Melee damage is tough to position for generic enemy encounters, and the counterattack the scout has can often be functionally useless due to having no range. The other two classes have a passively charging burst attack and a short-range multihit attack as secondary skills, which have their uses. Still, the scout’s heavy attack combo deals so minor extra damage, cannot stagger enemies and takes so long to perform that I found it functionally useless.
The counter system itself also seems rather counterintuitive. If you time your counterattack perfectly, it costs a very significant amount, read: roughly 80%, of your guard meter to perform for an attack with little to no benefit as opposed to a regular attack, and prevents you from using the guard meter too well, guard. So it makes the whole system pointless, and you’d be much better ignoring it altogether.
Despite this, Boss fights are brutal and incredibly fun. Besides a couple of foes with an invincibility phase that goes on a little too long, I found them fair and enjoyed throwing myself at them until I got the pattern down to end them. Of course, it helps that you can retry right into the fights. Loading screens do feel like they take a while, though, and I’m sure this would be more of an issue on lower-end PCs and the Switch release.
It helps that in the audio and visual departments, Souldiers is also a good experience. The pixel art is nice, and the areas are varied and colorful, which prevents them from getting stale fast.

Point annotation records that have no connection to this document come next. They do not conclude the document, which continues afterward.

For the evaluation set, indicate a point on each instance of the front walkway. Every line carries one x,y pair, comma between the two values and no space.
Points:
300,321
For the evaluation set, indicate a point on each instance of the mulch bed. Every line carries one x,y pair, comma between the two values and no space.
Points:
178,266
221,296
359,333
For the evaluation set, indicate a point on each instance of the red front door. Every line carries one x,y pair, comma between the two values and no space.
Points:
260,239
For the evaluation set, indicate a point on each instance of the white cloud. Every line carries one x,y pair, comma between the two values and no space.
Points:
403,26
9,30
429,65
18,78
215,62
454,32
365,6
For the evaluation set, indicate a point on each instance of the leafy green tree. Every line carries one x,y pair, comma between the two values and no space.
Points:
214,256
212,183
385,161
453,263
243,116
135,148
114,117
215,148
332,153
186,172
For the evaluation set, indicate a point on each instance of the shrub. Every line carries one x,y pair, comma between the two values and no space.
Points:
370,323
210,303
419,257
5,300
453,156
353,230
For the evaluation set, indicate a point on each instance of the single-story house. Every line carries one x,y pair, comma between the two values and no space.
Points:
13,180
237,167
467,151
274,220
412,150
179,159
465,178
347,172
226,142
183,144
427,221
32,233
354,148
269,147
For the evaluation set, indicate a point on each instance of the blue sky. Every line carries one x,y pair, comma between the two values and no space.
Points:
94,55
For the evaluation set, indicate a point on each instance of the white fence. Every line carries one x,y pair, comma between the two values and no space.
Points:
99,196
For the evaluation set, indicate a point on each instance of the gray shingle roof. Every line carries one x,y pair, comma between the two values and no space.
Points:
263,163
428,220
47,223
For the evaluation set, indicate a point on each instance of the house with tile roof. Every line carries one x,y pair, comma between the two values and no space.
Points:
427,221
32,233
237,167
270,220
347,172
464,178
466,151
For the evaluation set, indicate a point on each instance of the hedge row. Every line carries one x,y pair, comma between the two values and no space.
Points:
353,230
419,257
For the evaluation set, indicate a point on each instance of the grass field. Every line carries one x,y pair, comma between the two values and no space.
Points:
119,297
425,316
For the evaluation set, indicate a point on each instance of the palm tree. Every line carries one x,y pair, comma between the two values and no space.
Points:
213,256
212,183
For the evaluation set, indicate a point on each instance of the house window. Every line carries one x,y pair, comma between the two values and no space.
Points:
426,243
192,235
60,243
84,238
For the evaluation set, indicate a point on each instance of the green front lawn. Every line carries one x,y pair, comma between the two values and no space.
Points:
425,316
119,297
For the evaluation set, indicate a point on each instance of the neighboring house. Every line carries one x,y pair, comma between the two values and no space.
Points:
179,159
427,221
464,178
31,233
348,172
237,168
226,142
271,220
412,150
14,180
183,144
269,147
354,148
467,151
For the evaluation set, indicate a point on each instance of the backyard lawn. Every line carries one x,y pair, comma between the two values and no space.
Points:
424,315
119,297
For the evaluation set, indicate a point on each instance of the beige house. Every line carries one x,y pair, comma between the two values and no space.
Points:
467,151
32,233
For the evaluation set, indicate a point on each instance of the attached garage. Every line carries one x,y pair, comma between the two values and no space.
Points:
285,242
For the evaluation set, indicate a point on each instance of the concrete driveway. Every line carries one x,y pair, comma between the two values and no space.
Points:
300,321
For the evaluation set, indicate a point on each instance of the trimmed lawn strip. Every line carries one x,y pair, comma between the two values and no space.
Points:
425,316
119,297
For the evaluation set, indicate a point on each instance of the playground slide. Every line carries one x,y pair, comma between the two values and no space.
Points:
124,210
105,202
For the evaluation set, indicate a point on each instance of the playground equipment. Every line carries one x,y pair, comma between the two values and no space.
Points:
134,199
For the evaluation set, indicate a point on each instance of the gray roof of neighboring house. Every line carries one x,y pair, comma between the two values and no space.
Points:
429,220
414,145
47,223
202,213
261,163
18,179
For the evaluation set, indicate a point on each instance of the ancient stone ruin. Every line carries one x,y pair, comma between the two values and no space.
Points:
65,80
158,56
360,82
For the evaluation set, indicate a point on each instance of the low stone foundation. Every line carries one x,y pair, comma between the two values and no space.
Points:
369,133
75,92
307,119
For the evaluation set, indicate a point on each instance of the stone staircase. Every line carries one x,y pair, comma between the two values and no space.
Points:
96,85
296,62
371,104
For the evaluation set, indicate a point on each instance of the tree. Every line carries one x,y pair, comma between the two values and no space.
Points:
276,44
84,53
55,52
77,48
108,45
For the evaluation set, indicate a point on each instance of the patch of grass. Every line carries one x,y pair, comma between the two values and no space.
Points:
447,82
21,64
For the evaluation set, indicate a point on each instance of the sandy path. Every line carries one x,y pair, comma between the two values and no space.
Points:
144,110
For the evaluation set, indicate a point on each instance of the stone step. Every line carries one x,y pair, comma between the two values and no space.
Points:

The music is terrific, and boss fight tracks get you pumped to die against them again and again.
Souldiers is great for those looking for a new action platformer with a dose of challenge. Unfortunately, the game’s easy mode does very little in the way of making the experience, well, easier, so there’s some serious difficulty here. Sadly, there’s nothing in terms of story or character to ground you in this adventure, but if you’re into the gameplay systems, be sure to enlist.